Mais il s’avère que Libération, il y a quelques jours, a rapporté que Jean-Luc Mélenchon faisait l’objet d’une investigation judiciaire ouverte en 2018. Un rapport de l’Office européen de lutte antifraude a conclu à des « irrégularités » d’un montant de 500 000 euros. Cependant, ni le leader de La France Insoumise (LFI) ni aucune autre personne n’ont encore été inculpés dans le cadre de cette procédure, dont l’issue n’est pas nécessairement celle d’un procès.

Non seulement il cherche à se protéger politiquement d’une éventuelle investigation, d’un procès et d’une condamnation, mais il s’accroche également à des personnalités d’extrême droite comme Éric Zemmour, de Reconquête, qui a défendu le droit de Le Pen à se présenter aux élections en expliquant également qu’« il n’appartient pas aux juges de décider pour qui le peuple doit voter ».
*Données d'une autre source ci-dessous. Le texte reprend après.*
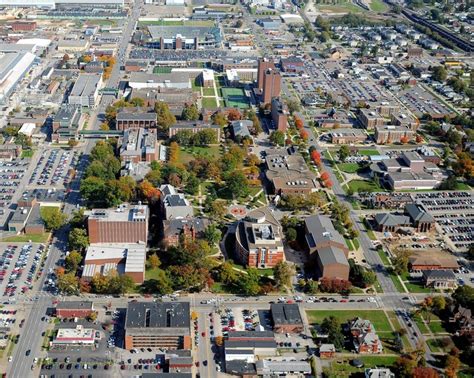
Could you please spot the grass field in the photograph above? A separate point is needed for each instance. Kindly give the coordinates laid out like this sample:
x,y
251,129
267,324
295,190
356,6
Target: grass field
x,y
396,282
364,186
349,167
187,154
368,152
378,6
208,91
347,7
421,326
235,98
342,368
377,317
383,256
40,238
209,103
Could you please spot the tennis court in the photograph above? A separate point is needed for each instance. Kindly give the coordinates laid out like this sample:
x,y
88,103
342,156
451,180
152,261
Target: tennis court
x,y
235,98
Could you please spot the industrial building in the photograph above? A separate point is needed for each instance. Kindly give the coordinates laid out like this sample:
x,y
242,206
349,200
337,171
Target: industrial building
x,y
86,90
125,224
258,240
158,325
128,259
185,37
13,67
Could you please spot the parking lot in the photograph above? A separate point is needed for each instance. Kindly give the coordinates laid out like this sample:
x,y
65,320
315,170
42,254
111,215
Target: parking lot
x,y
420,101
454,212
11,174
18,267
53,167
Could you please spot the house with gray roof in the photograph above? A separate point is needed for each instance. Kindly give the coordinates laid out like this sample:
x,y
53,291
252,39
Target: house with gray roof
x,y
327,246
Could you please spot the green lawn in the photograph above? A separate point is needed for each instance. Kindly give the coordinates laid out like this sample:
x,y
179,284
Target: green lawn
x,y
152,274
342,368
417,287
349,167
187,154
377,317
443,345
208,91
368,152
23,238
347,7
421,326
378,6
436,326
209,103
349,244
196,85
383,256
396,282
364,186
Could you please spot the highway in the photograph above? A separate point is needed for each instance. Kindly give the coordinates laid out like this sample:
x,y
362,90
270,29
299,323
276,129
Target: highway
x,y
30,338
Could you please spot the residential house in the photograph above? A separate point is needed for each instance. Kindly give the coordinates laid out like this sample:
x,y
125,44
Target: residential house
x,y
259,239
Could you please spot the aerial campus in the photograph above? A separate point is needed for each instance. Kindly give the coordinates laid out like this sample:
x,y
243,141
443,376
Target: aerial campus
x,y
254,188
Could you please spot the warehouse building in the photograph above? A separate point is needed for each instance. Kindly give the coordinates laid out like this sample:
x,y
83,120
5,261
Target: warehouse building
x,y
158,325
86,90
13,67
Une politique révolutionnaire contre les privilèges

Dans son éditorial, le NPA Révolutionnaires[1] a exprimé avec une clarté justifiée la nécessité d’exiger l’application immédiate de la peine. Le Pen ne doit pas se présenter aux élections, même si beaucoup se gargarisent en dénonçant que « la démocratie est en danger ». Parce qu’ils se souviennent finalement de la démocratie quand cela les arrange, ils soutiennent cette démocratie tant qu’elle garantit leurs profits et contient la colère des travailleurs, mais dès qu’il devient inévitable de couvrir leur corruption et que cela leur est défavorable, ils essaient par tous les moyens d’y échapper. Nous n’avons jamais vu l’un de ces personnages se montrer « préoccupé » par la répression des manifestations sociales ou par les coupes budgétaires dans les domaines de la santé et de l’éducation. N’est-ce pas là aussi défendre la démocratie ? Hypocrites !
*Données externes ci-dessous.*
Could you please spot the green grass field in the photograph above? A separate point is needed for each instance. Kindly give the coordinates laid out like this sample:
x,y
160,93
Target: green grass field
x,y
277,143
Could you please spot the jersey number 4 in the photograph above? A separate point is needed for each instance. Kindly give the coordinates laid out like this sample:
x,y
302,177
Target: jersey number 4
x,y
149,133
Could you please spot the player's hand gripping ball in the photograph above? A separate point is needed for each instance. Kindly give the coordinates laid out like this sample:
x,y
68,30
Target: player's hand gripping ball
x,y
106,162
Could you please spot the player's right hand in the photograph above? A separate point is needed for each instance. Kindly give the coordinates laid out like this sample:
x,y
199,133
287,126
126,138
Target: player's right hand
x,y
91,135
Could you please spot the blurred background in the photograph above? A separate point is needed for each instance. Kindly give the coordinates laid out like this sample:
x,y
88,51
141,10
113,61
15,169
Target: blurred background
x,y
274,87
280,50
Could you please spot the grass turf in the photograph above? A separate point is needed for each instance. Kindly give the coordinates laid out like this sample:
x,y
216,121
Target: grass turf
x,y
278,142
Pour mettre fin à la corruption, nous pensons qu’il est nécessaire d’évoluer vers un autre modèle : faire de la politique ne peut pas être un moyen de s’enrichir personnellement. C’est pourquoi les politiciens devraient gagner autant qu’un directeur d’établissement d’enseignement ; s’ils décident de ce qui est public, ils doivent utiliser ce qui est public par la loi, il faut arrêter de se faire soigner dans des cliniques privées et d’envoyer ses enfants dans des écoles privées, et la révocation du mandat doit être un élément fondamental.

Vaincre l’extrême droite, avec l’aide de la justice corrompue ?

Enfin, nous savons que vaincre l’extrême droite est plus complexe qu’une peine par le biais de cette justice qui libère les violents, poursuit les migrants et condamne les travailleurs qui exercent leur droit de se syndiquer ou de manifester. Le caractère de classe de cette justice ne changera que lorsque les travailleurs, notre classe, par le biais du pouvoir politique, transformeront ce système et, avec lui, toutes les institutions. Mais pour cette tâche, l’organisation est essentielle. Construisons-la dans les rues, sur nos lieux de travail, dans les facultés. Parce que le monde doit être gouverné par ceux qui le font fonctionner.